The Japanese submarine is as capable in combat as the German boats. Our country is also advanced in combat systems (which can pick out specific sounds of the enemy from surrounding noise and conduct operations based on this information). In addition, Japan has a well-developed supply chain for submarine building. There are companies that can custom-make even a single screw for a submarine.
Q: What are the specific challenges in building submarines, compared to commercial vessels?
A: There are particular difficulties, such as steel plate processing, for example. The inner shell of the boat should be as tough as it can be to resist the high pressure deep under the sea. The work requires skilled welding techniques that cannot be acquired overnight.

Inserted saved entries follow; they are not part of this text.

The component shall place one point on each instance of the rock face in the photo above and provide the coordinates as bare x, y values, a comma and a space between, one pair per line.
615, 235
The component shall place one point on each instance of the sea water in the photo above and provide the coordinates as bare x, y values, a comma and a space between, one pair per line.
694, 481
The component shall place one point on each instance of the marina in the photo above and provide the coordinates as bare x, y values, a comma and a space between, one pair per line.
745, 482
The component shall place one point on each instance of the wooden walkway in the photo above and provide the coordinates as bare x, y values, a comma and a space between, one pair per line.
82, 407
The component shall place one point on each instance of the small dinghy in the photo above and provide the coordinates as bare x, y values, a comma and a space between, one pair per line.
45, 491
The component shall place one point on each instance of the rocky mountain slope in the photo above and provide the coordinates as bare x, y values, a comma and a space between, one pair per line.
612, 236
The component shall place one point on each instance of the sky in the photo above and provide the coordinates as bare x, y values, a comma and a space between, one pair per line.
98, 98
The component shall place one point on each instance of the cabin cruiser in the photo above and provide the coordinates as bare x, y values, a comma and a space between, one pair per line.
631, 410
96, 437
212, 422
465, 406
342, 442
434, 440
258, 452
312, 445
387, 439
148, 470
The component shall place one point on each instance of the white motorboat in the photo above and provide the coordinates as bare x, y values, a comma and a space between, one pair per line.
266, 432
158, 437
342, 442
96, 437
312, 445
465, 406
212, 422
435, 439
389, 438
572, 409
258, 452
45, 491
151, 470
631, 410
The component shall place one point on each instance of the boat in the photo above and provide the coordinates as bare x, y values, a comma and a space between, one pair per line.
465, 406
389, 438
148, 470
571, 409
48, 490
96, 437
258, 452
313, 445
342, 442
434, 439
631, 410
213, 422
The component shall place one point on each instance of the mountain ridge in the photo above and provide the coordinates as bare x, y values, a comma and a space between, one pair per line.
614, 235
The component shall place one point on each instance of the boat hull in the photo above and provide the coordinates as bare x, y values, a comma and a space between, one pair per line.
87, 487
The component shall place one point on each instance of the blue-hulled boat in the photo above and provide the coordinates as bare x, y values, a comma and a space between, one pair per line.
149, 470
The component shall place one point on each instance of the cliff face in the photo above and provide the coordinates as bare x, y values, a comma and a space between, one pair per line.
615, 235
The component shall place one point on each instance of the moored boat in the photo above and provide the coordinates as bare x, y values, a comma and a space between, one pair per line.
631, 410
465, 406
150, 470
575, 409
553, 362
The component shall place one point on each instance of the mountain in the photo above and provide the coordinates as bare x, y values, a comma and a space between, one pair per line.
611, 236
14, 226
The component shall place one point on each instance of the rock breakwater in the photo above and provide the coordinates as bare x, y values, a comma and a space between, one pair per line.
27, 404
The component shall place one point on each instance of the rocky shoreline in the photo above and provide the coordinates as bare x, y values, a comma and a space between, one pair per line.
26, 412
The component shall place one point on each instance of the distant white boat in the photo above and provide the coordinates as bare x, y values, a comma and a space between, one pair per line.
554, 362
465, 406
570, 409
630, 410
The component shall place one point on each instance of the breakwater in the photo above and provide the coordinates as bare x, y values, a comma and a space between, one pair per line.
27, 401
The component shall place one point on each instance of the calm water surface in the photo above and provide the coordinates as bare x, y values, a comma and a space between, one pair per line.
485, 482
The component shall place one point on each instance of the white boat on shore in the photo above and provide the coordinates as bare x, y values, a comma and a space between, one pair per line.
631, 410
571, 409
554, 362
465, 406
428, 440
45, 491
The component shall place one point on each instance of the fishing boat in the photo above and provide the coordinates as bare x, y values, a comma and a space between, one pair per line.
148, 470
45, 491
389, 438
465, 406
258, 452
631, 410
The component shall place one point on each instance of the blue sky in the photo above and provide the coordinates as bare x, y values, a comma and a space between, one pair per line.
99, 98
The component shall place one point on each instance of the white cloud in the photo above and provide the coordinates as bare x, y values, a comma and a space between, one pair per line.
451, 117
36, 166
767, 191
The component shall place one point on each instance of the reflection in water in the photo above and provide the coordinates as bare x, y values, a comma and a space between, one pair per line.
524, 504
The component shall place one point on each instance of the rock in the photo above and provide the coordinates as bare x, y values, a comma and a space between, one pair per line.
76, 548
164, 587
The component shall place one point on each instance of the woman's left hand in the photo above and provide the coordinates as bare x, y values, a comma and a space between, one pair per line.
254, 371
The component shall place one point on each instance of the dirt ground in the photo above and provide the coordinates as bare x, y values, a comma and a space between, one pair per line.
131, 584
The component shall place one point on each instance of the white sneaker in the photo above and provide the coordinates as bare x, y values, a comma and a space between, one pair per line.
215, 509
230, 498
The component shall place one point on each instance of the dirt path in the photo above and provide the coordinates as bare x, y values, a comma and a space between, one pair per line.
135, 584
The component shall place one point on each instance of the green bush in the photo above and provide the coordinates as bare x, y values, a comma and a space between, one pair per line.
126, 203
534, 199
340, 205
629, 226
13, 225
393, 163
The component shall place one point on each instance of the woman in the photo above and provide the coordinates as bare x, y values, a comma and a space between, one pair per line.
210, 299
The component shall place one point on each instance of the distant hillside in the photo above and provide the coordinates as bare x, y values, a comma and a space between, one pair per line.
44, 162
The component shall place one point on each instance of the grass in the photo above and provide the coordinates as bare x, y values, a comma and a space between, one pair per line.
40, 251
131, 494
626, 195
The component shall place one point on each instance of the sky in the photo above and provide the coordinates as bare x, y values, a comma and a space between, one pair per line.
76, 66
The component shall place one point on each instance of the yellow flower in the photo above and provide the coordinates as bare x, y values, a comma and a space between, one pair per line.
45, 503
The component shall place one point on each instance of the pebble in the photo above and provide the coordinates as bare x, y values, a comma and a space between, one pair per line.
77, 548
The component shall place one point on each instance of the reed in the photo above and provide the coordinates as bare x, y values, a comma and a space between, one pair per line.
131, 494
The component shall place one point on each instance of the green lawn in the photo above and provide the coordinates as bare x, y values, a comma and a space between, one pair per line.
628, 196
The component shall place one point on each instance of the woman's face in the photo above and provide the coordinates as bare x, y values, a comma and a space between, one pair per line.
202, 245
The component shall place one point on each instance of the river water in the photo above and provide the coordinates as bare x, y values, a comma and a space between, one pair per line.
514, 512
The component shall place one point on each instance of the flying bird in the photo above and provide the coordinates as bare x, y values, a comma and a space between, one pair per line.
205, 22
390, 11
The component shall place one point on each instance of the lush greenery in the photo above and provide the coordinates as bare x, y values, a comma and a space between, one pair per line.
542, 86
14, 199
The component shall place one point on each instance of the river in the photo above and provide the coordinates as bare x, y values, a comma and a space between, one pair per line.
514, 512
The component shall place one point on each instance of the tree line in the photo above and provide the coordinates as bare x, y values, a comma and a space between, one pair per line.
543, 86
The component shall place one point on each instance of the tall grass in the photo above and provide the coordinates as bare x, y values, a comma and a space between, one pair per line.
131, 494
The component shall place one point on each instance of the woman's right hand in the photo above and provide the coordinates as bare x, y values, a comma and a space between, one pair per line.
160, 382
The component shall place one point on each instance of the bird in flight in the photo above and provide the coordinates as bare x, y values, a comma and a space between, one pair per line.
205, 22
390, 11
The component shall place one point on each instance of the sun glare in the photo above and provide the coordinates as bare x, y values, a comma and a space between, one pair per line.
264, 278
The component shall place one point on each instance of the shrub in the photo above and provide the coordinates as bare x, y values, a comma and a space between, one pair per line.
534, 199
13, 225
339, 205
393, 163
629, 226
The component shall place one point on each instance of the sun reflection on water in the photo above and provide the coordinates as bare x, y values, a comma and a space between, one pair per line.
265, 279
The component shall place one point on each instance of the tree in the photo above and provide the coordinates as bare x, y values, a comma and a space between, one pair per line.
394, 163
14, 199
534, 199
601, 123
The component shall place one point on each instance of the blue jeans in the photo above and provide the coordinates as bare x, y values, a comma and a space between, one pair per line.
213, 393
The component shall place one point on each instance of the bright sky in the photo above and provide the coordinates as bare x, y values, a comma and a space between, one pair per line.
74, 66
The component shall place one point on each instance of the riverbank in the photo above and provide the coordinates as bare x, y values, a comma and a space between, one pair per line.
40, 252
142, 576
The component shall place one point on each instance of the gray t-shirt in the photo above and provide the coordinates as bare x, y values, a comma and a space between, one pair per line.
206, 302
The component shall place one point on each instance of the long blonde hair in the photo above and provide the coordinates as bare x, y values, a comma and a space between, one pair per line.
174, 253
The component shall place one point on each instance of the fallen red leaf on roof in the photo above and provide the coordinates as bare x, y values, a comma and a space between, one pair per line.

If they were to build the submarines locally in Australia, it would be hard to train engineers there in a short period of time. Sweden built the Collins-class subs for Australia, which are currently in operation, but it failed to fully train local staff to a desired level. A winning contractor should take this lesson into account when it develops training programs for engineers.
Q: This is an extraordinary project worth an estimated 4 trillion yen ($35.3 billion). If a Japanese company wins the deal, will it be able to make a profit?
A: To secure profits, a shipbuilder should conclude a contract by which it can charge all the costs, including additional spending. I assume that the 4 trillion yen will only cover the shipbuilding part. Including the development of maintenance systems and a training program for engineers, the total spending could be double that amount.
The Acquisition, Technology & Logistic Agency, an arm of Japan's Defense Ministry, together with the shipbuilder, should take these factors into consideration before signing a contract.
Q: The U.S. will be largely involved in the developing and building of the Australian submarine. Are there any concerns about that?
A: The Japanese should be careful about disclosing sensitive information to their partners. A sort of "black-boxing" of information may be required to prevent technologies from leaking to the U.S. and Australian sides. For example, when performing sensitive welding work, I would suggest sending Japanese engineers to do the work at the site and shutting out others until the work is finished.